Guattari’s essay “Microphysique des pouvoirs et micropolitique des désirs” (Microphysics of Power/Micropolitics of Desire), first published in 1986, was initially delivered as a conference paper in Milan at a colloquium devoted to the work of Foucault. A close reading of Foucault’s 1970 inaugural lecture at the Collège de France—L’ordre du discours (Orders of Discourse)16—Guattari introduced a “problematics of analytic singularity” based on unworking homogeneity within a logos-driven discursive field.17 Foucault had opened this text with the fantasy of discourse shorn of institutional checks—free of decisionism, susceptible to chance, indefinitely open, calmly transparent—only to have the voice of the institution countermand the fantasy in the voice of an oppressively benevolent, superegoic guardian.18 In standing up to the discursive guardian, Foucault, Guattari suggests, takes aim at universal mediation on the grounds that it elides “the reality of discourse.” He concurs with Foucault in maintaining that discourse has been historically privileged in a vision of the logos bent on “everywhere elevating singularities into concepts, finally enabling immediate consciousness to deploy all the rationality in the world.”19 Foucault insists that the logos is “really only another discourse already in operation,” a way in which “things and events insensibly become discourse.”20 This logocentric discursivity contains all manner of exclusions and internal procedures—classification, ordering, semiotic distribution, logics of coherence—that patrol and authorize what is expressible. Unbinding the singularities of things and events from a logos powered by the drive to universal knowledge and universal truth entails dissolving grammatology’s structural foundationalism. Foucault, Guattari notes, produces a
very distinct conception of the statement as no longer representing a unity of the same sort as the sentence, the proposition, or the speech-act. Consequently, the statement, for Foucault, no longer functions on the authority of a segment of a universal logos leveling out existential contingencies. Its proper domain is therefore no longer simply that of a relation of signification, articulating the relationship between signifier and signified, nor of the relation of the denotation of a referent. For it is also a capacity of existential production (which, to use my terminology, I call a diagrammatic function). In its mode of being singular, the Foucauldian statement is neither quite linguistic nor exclusively material.21
Guattari endorses Foucault’s treatment of the statement not as a structure but as “a function of existence.” Foucault’s emphasis on the contingent mise-en-existence of signification, and its reliance on the interaction of semiotic, denotative and pragmatic functions within discourse, alerts him to “the rifts of discourse, that is, the ruptures of meaning in the ordinary language of scientific discursivity.”22 What counts for Guattari is how Foucault reterritorializes the linguistic unit of the statement, and by extension, the subject. No longer conceivable as “an irreducible point of escape from the systems of relations and representation,” the subject of language is replaced by a “process of singularization” that “comes to exist as a collective assemblage of enunciation.”23 The impact of Foucault’s ungrounding of discursive foundationalism is not restricted to intervening in the processes by which a social body is subjectivated; it extends to opening the enunciative field to an expansive “micropolitics of existence and desire.”24
Guattari’s analytic of singularity abandons the practice of honing words to an irreducible essence, as well as that of suturing knowledge to iconic concepts. What is at stake is a procedure that dismantles hierarchies of value within grammar. Predicates and propositions are unseated; loci of power within syntax and diction are denaturalized within discursive reason; acts of language that secure what Foucault characterized as the “government of individualization” are desubjectivized. Paraphrasing Foucault’s Archeology of Knowledge Guattari projects the discursive field as an “intentionality without subject” proceeding from “collective surfaces and inscriptions.” Micropolitics is here identified with an inter-lingual relationality associated with the active deindividuation of grammar. Guattari’s deprivileging of the pronominal “I” harks back to Gilbert Simondon’s notions of pre-personal quanta and transindividuation.

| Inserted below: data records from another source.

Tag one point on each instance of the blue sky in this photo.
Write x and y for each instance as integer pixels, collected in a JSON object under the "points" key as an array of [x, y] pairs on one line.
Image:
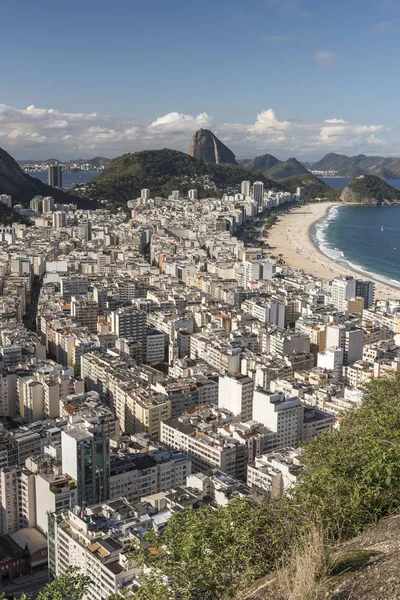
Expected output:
{"points": [[265, 75]]}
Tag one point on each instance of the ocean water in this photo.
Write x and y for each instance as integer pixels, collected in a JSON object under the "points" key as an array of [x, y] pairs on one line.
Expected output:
{"points": [[68, 178], [365, 239], [343, 181]]}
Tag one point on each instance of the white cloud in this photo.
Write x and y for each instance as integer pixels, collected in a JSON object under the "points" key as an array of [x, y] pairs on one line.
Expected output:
{"points": [[348, 135], [268, 124], [178, 122], [325, 59], [35, 132], [335, 121]]}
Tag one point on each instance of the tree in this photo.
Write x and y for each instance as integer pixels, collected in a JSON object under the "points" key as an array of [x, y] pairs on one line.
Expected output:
{"points": [[352, 480], [207, 554], [353, 473], [70, 586]]}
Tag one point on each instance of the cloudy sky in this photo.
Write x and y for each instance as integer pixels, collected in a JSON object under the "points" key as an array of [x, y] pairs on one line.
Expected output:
{"points": [[288, 77]]}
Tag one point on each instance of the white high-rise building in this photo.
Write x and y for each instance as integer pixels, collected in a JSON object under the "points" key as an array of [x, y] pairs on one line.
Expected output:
{"points": [[77, 540], [342, 290], [366, 290], [47, 204], [59, 219], [245, 188], [258, 192], [17, 499], [351, 341], [129, 323], [331, 359], [285, 417], [6, 199], [235, 393]]}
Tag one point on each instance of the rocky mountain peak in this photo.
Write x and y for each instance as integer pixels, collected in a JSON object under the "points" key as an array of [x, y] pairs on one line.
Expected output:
{"points": [[207, 147]]}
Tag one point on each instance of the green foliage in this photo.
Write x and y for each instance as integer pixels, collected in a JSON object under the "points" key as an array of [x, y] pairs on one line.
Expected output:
{"points": [[352, 166], [313, 187], [8, 216], [353, 477], [288, 168], [165, 170], [352, 481], [70, 586], [209, 554]]}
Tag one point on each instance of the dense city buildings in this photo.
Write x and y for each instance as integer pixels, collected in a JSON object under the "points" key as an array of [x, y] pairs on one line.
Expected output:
{"points": [[170, 360]]}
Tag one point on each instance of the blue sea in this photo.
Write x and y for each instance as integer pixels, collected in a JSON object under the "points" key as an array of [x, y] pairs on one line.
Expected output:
{"points": [[343, 181], [365, 239], [68, 178]]}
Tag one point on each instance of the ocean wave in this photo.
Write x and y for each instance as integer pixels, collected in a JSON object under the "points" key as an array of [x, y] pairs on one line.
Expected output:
{"points": [[337, 255]]}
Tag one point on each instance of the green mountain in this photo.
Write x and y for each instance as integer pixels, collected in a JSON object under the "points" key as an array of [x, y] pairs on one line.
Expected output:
{"points": [[165, 170], [353, 166], [370, 189], [262, 163], [313, 187], [22, 187], [286, 168], [273, 168], [207, 147]]}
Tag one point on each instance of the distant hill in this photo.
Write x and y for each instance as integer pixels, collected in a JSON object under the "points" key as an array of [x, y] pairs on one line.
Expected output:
{"points": [[313, 187], [273, 168], [286, 168], [207, 147], [22, 187], [97, 161], [165, 170], [262, 163], [370, 189], [353, 166]]}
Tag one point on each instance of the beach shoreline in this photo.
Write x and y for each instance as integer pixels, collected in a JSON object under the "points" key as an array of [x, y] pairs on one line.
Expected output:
{"points": [[292, 237]]}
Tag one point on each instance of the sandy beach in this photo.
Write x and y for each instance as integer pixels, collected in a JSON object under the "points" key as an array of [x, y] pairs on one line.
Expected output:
{"points": [[291, 238]]}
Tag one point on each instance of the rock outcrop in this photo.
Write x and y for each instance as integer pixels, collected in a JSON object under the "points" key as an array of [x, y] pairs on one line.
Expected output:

What kind of depersonalized grammar would this be? It is found in schizo-language. In his translator’s introduction to Schizoanalytic Cartographies, Andrew Goffey warns Anglophone readers that the text’s language will strike them as baroque jargon sourced from psychoanalysis, philosophy, ecology and informatics.25 Goffey will insist, however, on working through this difficulty, treating it as central to Guattari’s project of stretching discourse beyond the limits of intelligibility, to the breakout points where words open onto deterritorialized planes of expression.
Guattarian micropolitics imagines orders of relationality that enable language to be seen as a new materialism. This takes us back to Foucault’s evocation of discourse “in its material reality as pronounced or written thing,” which is to say, a thing fraught with danger insofar as it harbors simmering “struggles, wounds, dominations, and subordinations.”26 For Guattari, this discursive materialism can result in such a state of war, but it can also be a revolutionary medium that redistributes enunciation, matter, and existence on a flat plane. In this context, discursive singularity anticipates Bruno Latour’s investigation into modes of existence as well as multiple tendencies within object-oriented ontology in which objects, including linguistic objects, literary objects, or texts that become the object of translation, are fully vested as existents.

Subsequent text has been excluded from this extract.